Ubume

Ubume 産女

Ubume (産女), the “Mother of the Twilight,” is a sorrowful and poignant spirit—the ghost of a woman who has died in childbirth and lingers near lonely roads to ensure her child’s survival.

Meaning and Origin

The name means “Birth Woman” or “Late-Pregnancy Woman” (ubu - birth, me - woman).

The origin of the Ubume is rooted in the high maternal mortality rates of pre-modern Japan. It was a cultural manifestation of a mother’s “unfinished business”—the biological and spiritual drive to care for an infant she was forced to leave behind. In ancient times, people so feared the creation of an Ubume that they practiced the Ubusume ritual, where a fetus would be surgically removed from a deceased mother before burial to ensure their spirits would be separate and at peace.

Characteristics

An Ubume usually appears as a pale, distraught woman wearing a white burial kimono that is blood-stained from the waist down. She is often seen wandering on rainy nights, holding a swaddled infant close to her chest.

She is not typically malevolent, but rather desperation incarnate. She seeks help from the living but cannot communicate through normal speech. Sometimes, she appears in shops to buy sweets or milk for her baby, paying with coins that turn into dried leaves once she vanishes. Her energy is one of extreme weight and sorrow, a spiritual “gravity” that reflects her tether to the physical world.

Legends

The most famous legend is the “Bundle of Stone.” A traveler on a dark mountain pass is approached by a crying woman who begs him to “Hold my baby for just a moment.” The traveler agrees and takes the bundle. As the woman disappears into the mist, the “baby” begins to grow unnaturally heavy.

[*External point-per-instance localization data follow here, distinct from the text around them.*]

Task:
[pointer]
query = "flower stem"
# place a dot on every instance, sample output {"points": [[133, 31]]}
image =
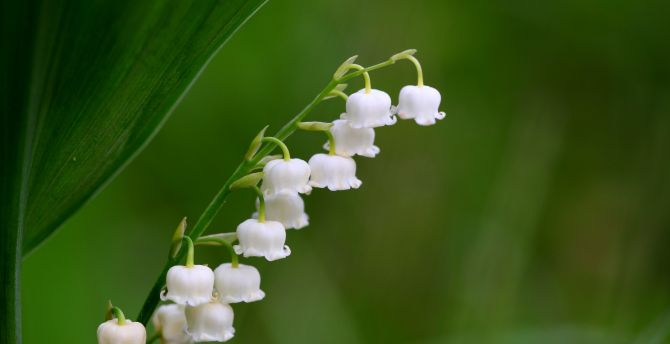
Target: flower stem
{"points": [[190, 253], [205, 219], [282, 145], [366, 76], [419, 71], [120, 317], [340, 94], [261, 204], [154, 337], [217, 241], [331, 142]]}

By the time the traveler reaches the bottom of the hill, the bundle feels as heavy as a massive boulder, threatening to crush his arms. If the traveler manages to hold on through prayer and sheer will, the bundle eventually transforms into a heavy statue of the Bodhisattva Jizō (the protector of children) or a bag of gold. This legend portrays the Ubume as a test of character—a bridge between the tragedy of death and the reward of compassionate strength.